Nothing to be embarrassed about, Carson. You may not have the years, but you have the bearing of a father. Stern and scolding you have down to a science!
I am not stern and scolding with you. Although, you can get my blood pressure goin', I must admit.
Relax, Carson. I'm not sayin' I don't deserve it… most of the time. I mean, a man can only lay in bed for so long before visions of Steve McQueen and his baseball have him plotting motorcycle theft.
You and your Great escape plans. Och, if I had a dollar for every time I found your IV catheter dangling in the breeze… I'd own my own Shetland isle.
The Shetlands? Really. Kinda cold there, ain't it, doc?
Oh, aye. But it's beautiful, lad. Puffins and petrels thick as fat on a mutton chop. And the fishing. Och, the fishing is brilliant. The seas have cod and haddock and whiting. But the lochs. Oh, the lochs have lochisles- the prettiest trout you've ever laid eyes on.
I'll uh, take your word for it, doc. So that where you'll retire to?
Och, retire. You ready to ship me off to pasture already, lad?
No. Not at all. We need you here, Carson. I need you here. Who the hell else is gonna patch me back together when not so wee beasties get the better of me?
Dr. Keller is a fine physician. I hand picked her myself, cream o' the crop.
Oh, I'm sure she's great, Carson. She seems to know her way around a syringe- last couple shots I got almost didn't hurt. But she's not you.
No. No, she's not, John. But I hope, should you ever need her help, and I'm not around, that you'd pay her and ME the respect of recognizing she's competent and I trust her with the CMO position. She's probably got a little New Kid thing goin' on herself.
I… I never thought about that. We are kinda tight knit. Must be kinda hard fitting in as the newbie.
See? Now I think we've talked long enough, John. Your fever is quite high. Just relax… rest. Can you feel the cool breeze from the fan?
Yeah.
Good. Close your eyes and rest. You have a lot of healing to do. But you will, lad. Just trust in your family.
You leavin', doc?
Me? Hm. I think I might go fishing. Take care, son.
"Is he…" Rodney tapped his finger on his chin and darted another look at the curtain that separated them from Sheppard. "How high IS his fever?"
Dr. Keller sighed, her youthful face furrowed in concern. "It's still almost 106. We've tried just about every antibiotic we have, including the ones Carson had cooked up for other pathogens he'd encountered."
"Just about every does not mean every!" Rodney snapped. His posture suddenly slumped and he collapsed into the chair. "Sorry. I know you know that. It's just…"
"I know, Dr. McKay."
"Call me Rodney. We're all… you know. Family."

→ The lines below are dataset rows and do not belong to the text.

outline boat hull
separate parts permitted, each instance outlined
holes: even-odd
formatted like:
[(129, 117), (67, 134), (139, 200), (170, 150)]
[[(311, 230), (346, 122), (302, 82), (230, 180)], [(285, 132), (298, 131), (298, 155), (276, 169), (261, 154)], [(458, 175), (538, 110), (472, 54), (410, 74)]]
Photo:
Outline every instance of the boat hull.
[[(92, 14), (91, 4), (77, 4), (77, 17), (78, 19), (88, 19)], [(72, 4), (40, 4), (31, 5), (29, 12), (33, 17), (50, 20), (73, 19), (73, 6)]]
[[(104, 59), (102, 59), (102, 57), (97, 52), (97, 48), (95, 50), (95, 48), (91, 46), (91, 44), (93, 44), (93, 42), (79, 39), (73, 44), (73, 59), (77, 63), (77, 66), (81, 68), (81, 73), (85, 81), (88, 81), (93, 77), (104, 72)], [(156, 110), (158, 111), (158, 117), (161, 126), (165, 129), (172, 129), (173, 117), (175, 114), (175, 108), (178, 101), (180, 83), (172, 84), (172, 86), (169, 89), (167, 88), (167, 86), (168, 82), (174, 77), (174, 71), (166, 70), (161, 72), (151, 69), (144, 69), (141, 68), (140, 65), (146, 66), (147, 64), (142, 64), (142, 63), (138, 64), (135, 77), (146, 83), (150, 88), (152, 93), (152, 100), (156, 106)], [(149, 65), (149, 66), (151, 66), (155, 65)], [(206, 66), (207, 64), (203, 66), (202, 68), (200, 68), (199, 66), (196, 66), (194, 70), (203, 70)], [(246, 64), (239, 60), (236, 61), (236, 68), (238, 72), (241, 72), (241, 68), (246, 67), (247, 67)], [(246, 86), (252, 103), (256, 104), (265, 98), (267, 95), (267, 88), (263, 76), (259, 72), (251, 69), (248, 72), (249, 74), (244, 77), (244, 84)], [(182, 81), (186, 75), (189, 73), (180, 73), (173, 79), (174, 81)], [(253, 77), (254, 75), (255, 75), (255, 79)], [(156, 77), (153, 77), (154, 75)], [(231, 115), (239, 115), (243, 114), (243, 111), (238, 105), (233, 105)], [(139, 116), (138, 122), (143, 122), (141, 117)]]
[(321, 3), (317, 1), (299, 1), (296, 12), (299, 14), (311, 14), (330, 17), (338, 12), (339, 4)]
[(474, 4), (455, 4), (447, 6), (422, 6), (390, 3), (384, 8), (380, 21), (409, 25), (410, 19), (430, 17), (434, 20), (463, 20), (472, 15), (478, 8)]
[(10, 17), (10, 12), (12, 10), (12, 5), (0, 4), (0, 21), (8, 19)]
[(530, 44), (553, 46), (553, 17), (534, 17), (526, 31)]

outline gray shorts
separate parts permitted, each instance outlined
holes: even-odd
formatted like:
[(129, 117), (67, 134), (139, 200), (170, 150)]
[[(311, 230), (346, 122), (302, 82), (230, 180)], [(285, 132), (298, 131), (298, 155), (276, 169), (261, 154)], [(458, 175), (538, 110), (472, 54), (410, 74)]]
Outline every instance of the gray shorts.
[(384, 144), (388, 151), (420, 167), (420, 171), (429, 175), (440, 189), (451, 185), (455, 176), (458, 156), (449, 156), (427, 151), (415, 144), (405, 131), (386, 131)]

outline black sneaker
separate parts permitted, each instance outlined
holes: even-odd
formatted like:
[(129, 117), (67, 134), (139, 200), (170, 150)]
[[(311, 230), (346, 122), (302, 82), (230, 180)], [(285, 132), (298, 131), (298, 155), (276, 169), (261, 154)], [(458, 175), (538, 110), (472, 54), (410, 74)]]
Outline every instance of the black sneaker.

Okay. So this came about because I am in the midst of another SGA fic that's kicking my butt, and I was working out an infirmary scene while I was pumping gas. Yeah, I think of fic when pumping gas, don't you? Anyway, this hit me, but it wouldn't fit in the current one. It's been a while since I posted a fic on my own- so long, I was beginning to fear I'd forgotten how to write on my own without a partner. So if you should some day ( oh, please it HAS to work itself out ) come across another fic of mine and think this scene is a little reminiscent of it, or vice versa, then you're right. I have yet to decide if any of my future fic will take place after the events of Sunday. The single greatest mistake a show has ever made, IMHO…they lost its heart. And its Dad.